Legitimatio ad processum del curatore speciale e compromettibilita’ della impugnazione per nullità della delibera assembleare
Non è ipotizzabile un conflitto di interessi tale da necessitare la nomina di un curatore speciale nel caso in cui l’amministratore non sia, in concreto, portatore di un interesse a contraddire contrario a quello della società. Il curatore speciale, infatti, non deve essere inteso quale arbitro imparziale degli interessi sociali ma soggetto che deve sostituire l’amministratore quando – e soltanto quando, poiché diversamente verrebbe leso il diritto alla difesa della persona giuridica – la situazione concreta faccia ritenere che potrebbe essere indotto da interessi extra societari a valutazioni contrarie all’interesse sociale e non vi siano all’interno della società regole per la sua sostituzione (nella specie, l’attrice lamentava che la delibera impugnata aveva stabilito il raggruppamento delle azioni della società riducendone il numero e che, in tale modo, l’azionista di maggioranza nonché amministratore – in thesi versante in conflitto di interessi – avrebbe mirato a ottenere l’espulsione di una serie di soci minori dalla compagine sociale. Il Collegio ha ritenuto che l’interesse dell’amministratore e quello della società coincidessero nel mantenimento della delibera).
La legittimazione al processo nasce dal solo fatto di essere costituiti parte (con riferimento alla legittimazione a stare in giudizio e a concludere in esso del curatore speciale, nominato nonostante non ne ricorressero i presupposti).
E’ arbitrabile la controversia relativa alla impugnazione per nullità di una delibera assembleare, non essendovi alcuna connessione tra arbitrabilità e nullità.
Non coincidono l’ambito della nullità e l’area (più ristretta) dell’indisponibilità del diritto, dovendosi in quest’ultima ricomprendere esclusivamente le nullità insanabili, le uniche caratterizzate dal regime della assoluta indisponibilità e dalla non compromettibilità del relativo diritto. Tale conclusione appare avvalorata dall’art. 36 del d.lgs 5/03, che esplicitamente prevede che gli arbitri debbano decidere secondo diritto anche “quando l’oggetto del giudizio sia costituito dalla validità di delibere assembleari”, il che allude all’intenzione del legislatore di ammettere generalmente l’arbitrato sulle delibere societarie.

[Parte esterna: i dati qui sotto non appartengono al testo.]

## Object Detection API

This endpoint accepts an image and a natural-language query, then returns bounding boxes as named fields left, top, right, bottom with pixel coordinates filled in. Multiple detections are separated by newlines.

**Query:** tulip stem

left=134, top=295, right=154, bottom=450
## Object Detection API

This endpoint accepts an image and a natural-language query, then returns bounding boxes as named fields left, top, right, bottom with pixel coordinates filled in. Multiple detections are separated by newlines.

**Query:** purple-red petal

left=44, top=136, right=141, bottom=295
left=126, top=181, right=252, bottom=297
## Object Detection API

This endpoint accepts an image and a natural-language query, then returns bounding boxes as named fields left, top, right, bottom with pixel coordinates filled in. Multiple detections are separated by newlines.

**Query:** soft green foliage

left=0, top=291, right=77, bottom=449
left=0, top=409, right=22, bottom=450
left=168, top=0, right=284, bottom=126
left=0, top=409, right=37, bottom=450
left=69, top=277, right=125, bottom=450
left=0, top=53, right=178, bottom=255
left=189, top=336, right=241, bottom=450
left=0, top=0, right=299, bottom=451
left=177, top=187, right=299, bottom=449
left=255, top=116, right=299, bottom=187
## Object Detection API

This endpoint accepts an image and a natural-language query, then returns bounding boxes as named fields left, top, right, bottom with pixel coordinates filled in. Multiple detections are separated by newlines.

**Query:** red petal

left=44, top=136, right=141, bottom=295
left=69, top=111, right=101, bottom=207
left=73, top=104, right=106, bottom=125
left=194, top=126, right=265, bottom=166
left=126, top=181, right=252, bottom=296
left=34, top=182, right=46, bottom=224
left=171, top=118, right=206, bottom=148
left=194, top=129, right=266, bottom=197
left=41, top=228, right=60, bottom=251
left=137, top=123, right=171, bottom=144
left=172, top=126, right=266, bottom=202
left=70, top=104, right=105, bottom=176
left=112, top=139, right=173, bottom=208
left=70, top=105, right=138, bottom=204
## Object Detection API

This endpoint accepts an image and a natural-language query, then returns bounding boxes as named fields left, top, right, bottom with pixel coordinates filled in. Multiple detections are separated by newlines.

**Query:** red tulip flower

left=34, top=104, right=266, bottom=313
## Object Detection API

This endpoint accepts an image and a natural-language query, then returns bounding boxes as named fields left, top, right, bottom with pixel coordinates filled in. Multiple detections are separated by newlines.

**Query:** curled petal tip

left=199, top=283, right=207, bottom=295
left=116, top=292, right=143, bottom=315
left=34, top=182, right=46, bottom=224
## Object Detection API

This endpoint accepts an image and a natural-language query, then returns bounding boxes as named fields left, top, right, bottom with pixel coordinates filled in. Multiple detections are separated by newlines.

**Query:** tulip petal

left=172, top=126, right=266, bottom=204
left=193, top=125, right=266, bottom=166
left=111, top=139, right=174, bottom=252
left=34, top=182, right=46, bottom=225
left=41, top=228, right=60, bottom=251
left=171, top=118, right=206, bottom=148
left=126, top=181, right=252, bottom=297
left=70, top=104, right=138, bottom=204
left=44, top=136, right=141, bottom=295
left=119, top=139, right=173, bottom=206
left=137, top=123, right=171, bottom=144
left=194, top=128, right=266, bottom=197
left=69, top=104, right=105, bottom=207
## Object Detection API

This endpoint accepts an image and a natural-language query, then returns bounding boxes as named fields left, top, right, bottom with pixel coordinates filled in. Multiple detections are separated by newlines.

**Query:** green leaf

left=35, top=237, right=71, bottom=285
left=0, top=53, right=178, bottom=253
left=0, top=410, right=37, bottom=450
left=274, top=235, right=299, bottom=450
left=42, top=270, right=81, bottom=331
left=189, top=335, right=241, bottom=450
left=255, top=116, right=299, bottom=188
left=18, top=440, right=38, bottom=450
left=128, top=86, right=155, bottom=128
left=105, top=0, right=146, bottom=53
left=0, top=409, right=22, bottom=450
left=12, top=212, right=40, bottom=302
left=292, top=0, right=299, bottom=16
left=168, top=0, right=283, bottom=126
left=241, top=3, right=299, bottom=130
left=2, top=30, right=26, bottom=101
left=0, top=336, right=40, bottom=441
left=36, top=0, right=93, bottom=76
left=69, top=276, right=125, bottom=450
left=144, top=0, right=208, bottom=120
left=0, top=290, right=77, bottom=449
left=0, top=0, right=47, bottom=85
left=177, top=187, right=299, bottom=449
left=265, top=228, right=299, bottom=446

Nè va confusa la inderogabilità delle norme con la indisponibilità dei diritti che ne nascono: inderogabilità significa che l’ordinamento esige la applicazione di determinate discipline, eliminando spazi di autonomia privata, la quale può solo aderire o meno ad uno schema processuale prefissato; indisponibilità significa che il privato non può con il proprio consenso o dissenso determinare la applicazione di un diritto, come avviene ad esempio in materia di filiazione. In questo senso se inderogabile è la norma, il diritto che ne nasce può essere disponibile, come sono inderogabili, ad esempio, le norme di tutela dell’acquisto del consumatore, senza che ciò significhi che il suo acquisto sia un atto indisponibile: anzi, la inderogabilità è posta, proprio a tutela del suo atto volontario di acquisto. Tale ragionamento può essere applicato alle delibere sociali, atto di per sé soggetto alla volontà delle parti.